Soma segmentation and background removal using multiple thresholds. (a) Gray-scale MIP image, scale bar = 40 μm. (b) 2D MIP of \({B}_{{t}_{7}},\,{t}_{7}=161\). (c) 2D MIP of the soma array, \({B}_{{t}_{{\rm{s}}}},\,{t}_{{\rm{s}}}={t}_{12}=197\). (d) 2D MIP of \({B}_{{t}_{17}},\,{t}_{17}=233\). (e) 2D MIP of the cell voxel array, \({B}_{{t}_{{\rm{b}}}},\,{t}_{{\rm{b}}}={t}_{19}=245\). (f) 2D MIP of \({B}_{{t}_{20}},\,{t}_{20}=250\). (g) Number of objects (nt) vs. threshold (ti), circled cross represents the background level. (h) Criterion (ci) vs. threshold (ti), circled cross represents the soma level.

Also a threshold in which n reaches the absolute maximum can be considered as the background threshold denoted by tb. Because after tb objects start merging together and forming one large solid which covers all the image array (Fig. 1(f)). Therefore voxel intensities larger than tb have no value in demarcation of the foreground and will not participate in the cell tracing process. One way to find tb is to calculate n for all the intensities and then find the absolute maximum. This is a slow process specially when the size of the image array is large. Another way of finding tb is to use the values of n that have been already calculated for the threshold set, {t1, …, t20}. Assume tmax is a member of this set for which \({n}_{{t}_{{\rm{\max }}}}\) becomes maximum, so tmax will be either equal or very close to tb. Therefore, instead of searching all the intensities to find tb, we only need to search a small neighbourhood around tmax. This makes it much faster to locate tb for which \({n}_{{t}_{{\rm{b}}}}\) is the absolute maximum (Fig. 1(g)).

To accelerate the process of finding ts and tb, a 2D version of the image I is defined as follows:

$$M(x,y)=\mathop{{\rm{\min }}}\limits_{z}\,I(x,y,z),$$
(3)

where \(\mathop{{\rm{\min }}}\limits_{z}\) is the minimum along z direction.
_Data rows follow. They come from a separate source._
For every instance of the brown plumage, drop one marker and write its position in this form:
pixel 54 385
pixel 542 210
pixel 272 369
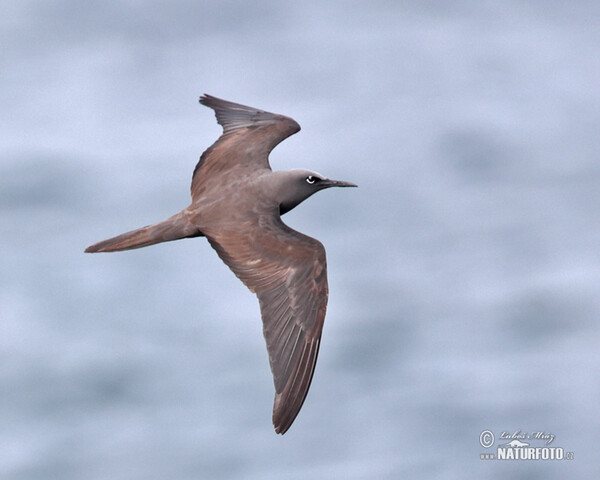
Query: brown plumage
pixel 237 203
M is defined as a maximum intensity projection (MIP) of a 3D image stack when the foreground intensity is lighter (has larger value) than the background. Here, the reverse is true and the foreground is darker, therefore in (3) the minimum is applied instead of the maximum. For the purpose of finding ts and tb only a small thickness portion of I is used to create M. Specially it is important to consider a portion with the width of one cell approximately to avoid overlapping of too many cells (we use a thickness of 30 μm).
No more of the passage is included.